Galiba millette bir anormallik var! Anlama ve idrak sıkıntısı içindeyim...
Önce çok bilinen bir Nasreddin Hoca fıkrasını hatırlatacağım:
Mevsim kış, aylardan Zemheri, dışarıda kar-tipi...
Hoca, tipiden kaçarak hızla bir kıraathaneye dalar. Aynı anda kılık-kıyafetinden sıradan biri olmadığı belli olan biri de çıkmak üzeredir..
Hoca hızla girerken bu zâta çarpar. Üzülür, özür dilemeye hazırlanırken adam höykürür:
- Dikkat etsene be adam! Benim kim olduğumu biliyor musun; sen kimsin, nesin, necisin?
Hoca, zaten utanmıştır. İyice ezilerek süklüm-püklüm:
- Ben hiç kimseyim Efendi, hiçim, hiç bir şeyciyim... Bağışlayın Beğim, siz kimsiniz?
Adam, kostaklanarak kabara kabara;
- Ben mutasarrıfım...
Hoca iyice sıkılır ama Hoca Nasreddinliği de tutar:
- Maşaallah. Tekrar özür dilerim. Bundan sonra ne olacaksınız Efendi?
Adam, yine kabara kabara:
- Vali olurum her halde... Diye kostaklanmış yine...

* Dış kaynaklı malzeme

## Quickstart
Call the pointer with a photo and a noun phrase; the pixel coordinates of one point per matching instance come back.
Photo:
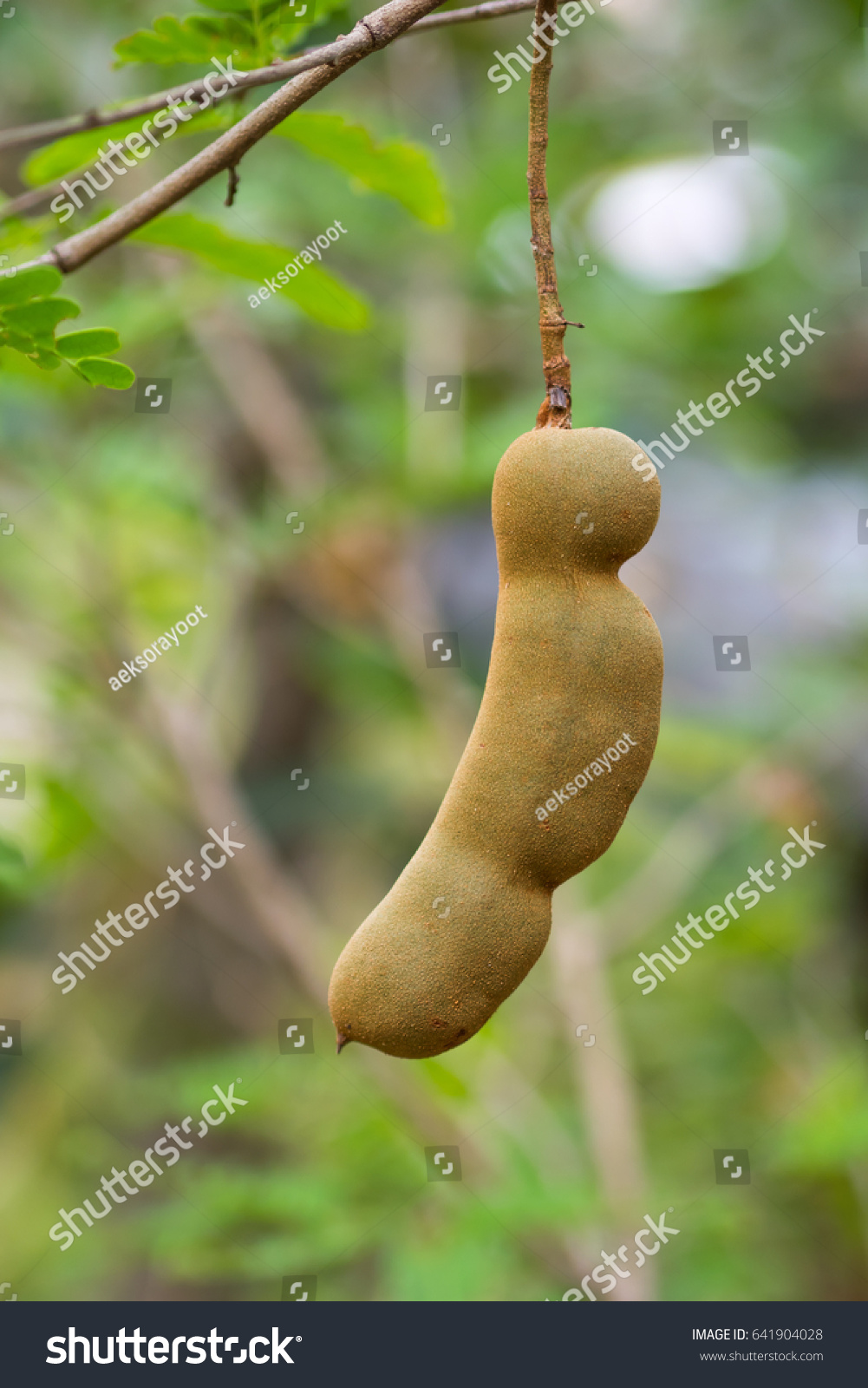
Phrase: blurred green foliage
(310, 658)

- Daha sonra? Diye devam etmiş Hoca sorgulamaya:
- Vezir olurum..
- Daha sonra?
- Büyük bir ihtimalle sadrazam olurum...
- Oooo! Maşallah. Peki daha sonra?
Sadrazamlıktan sonraki makam; sultanlık, padişahlık, o da terfiyle olmaz. Adam çaresiz;
- Hiiiç! Derken kostaklanması da yok oluverir...
Hoca ise aksine öfke ile kabarır ve:
- Bre adam! Ben senin yıllar sonra olmayı hayal ettiğin şeyim Hiç'im, hiç kimseyim!.. Yıllar sonra olup olamayacağın meçhûl makamlar için ne diye kabarıp kostaklanıyorsun?
Adamdan, ses yok!...
Mevcut, değiştirilmek ve Partili Cumhurbaşkanına uyarlanmak istenilen Anayasa'ya göre, ülkemizin zirve makamı Cumhurbaşkanlığı...

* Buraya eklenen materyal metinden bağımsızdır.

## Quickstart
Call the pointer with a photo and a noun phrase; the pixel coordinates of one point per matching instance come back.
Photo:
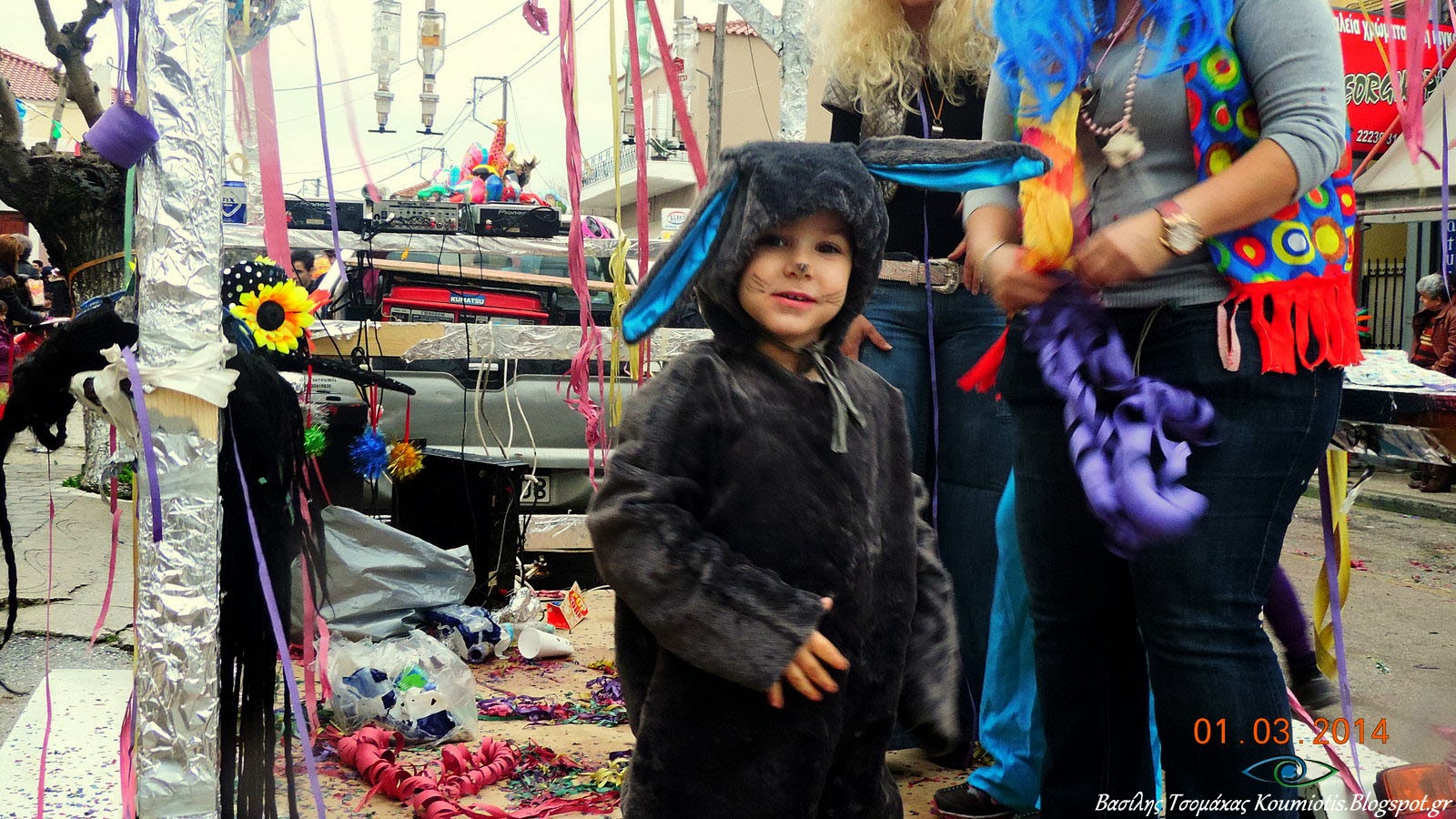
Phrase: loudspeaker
(313, 215)
(499, 219)
(466, 499)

Recep Tayyip Erdoğan da, Seçilmiş Cumhurbaşkanı ve Anayasa uyarlanmasından sonra da "Seçilmiş Partili Cumhurbaşkanı" olacak..
Ondan sonraki tek makam, hiçlik, hiç!...
Birilerinin İleri Demokratça karşısına çıkıp; "Gözünüzü toprak doyursun!" demesi lazım galiba!
Seçilmiş Cumhurbaşkanı Recep Tayyip Erdoğan, Yargıda Birlik Derneği üyelerini konuk etti.
15 Temmuz Kahpe Kalkışmasına vurgu yaparak darbe girişimi sonrası HSYK'ya, Emniyet genel Müdürlüğüne ve Türk Silahlı Kuvvetlerine yerleşmiş FETÖ'cülerin temizlendiğini söylediler. Reina katliamı sanığının 17 günde yakalanmış olmasını da başarı olarak nitelediler!
Başarı sayılabilir mi?
Bir adam, elini kolunu sallaya sallaya oraya nasıl gelmiş, 49 kişiyi nasıl katletmiş, sonra elini kolunu sallaya sallaya nasıl çıkıp gitmiş diye sorgulamazsak ve İstanbul'da hele de o güzergâhta 20 metrede bir mobese kameraların varlığı da hatırlanınca, 17 gün ölenlerin yakınları ve bütün ülkenin ne çektiğinin hatırlanmaması veya önemsenmemesi normal midir, diyesim geliyor!
Söylenecek, itiraz edilecek o kadar çok mevzu var ki ama bugün konu bu değil!
Şu anda seçilmiş, bir kaç gün sonra da Partili Cumhurbaşkanlığına hazırlanan Sayın Erdoğan'dan, mini-minnacık bir empati rica edeceğim.
Toplantı da; "İçerde olanlardan çok iyi tanıdıklarım var. İtirafçı namıyla ortaya çıkıyorlar. Bunlar doğru konuşmuyorlar. İtirafçı diye aldatmacayı oynuyorlar. En tehlikeli olan bu. Bunların bir kısmıyla başa baş görüşmelerim oldu. Başbakan olarak bana söylediklerine baktığım zaman tamamen aykırı ifadeler" dediler ya!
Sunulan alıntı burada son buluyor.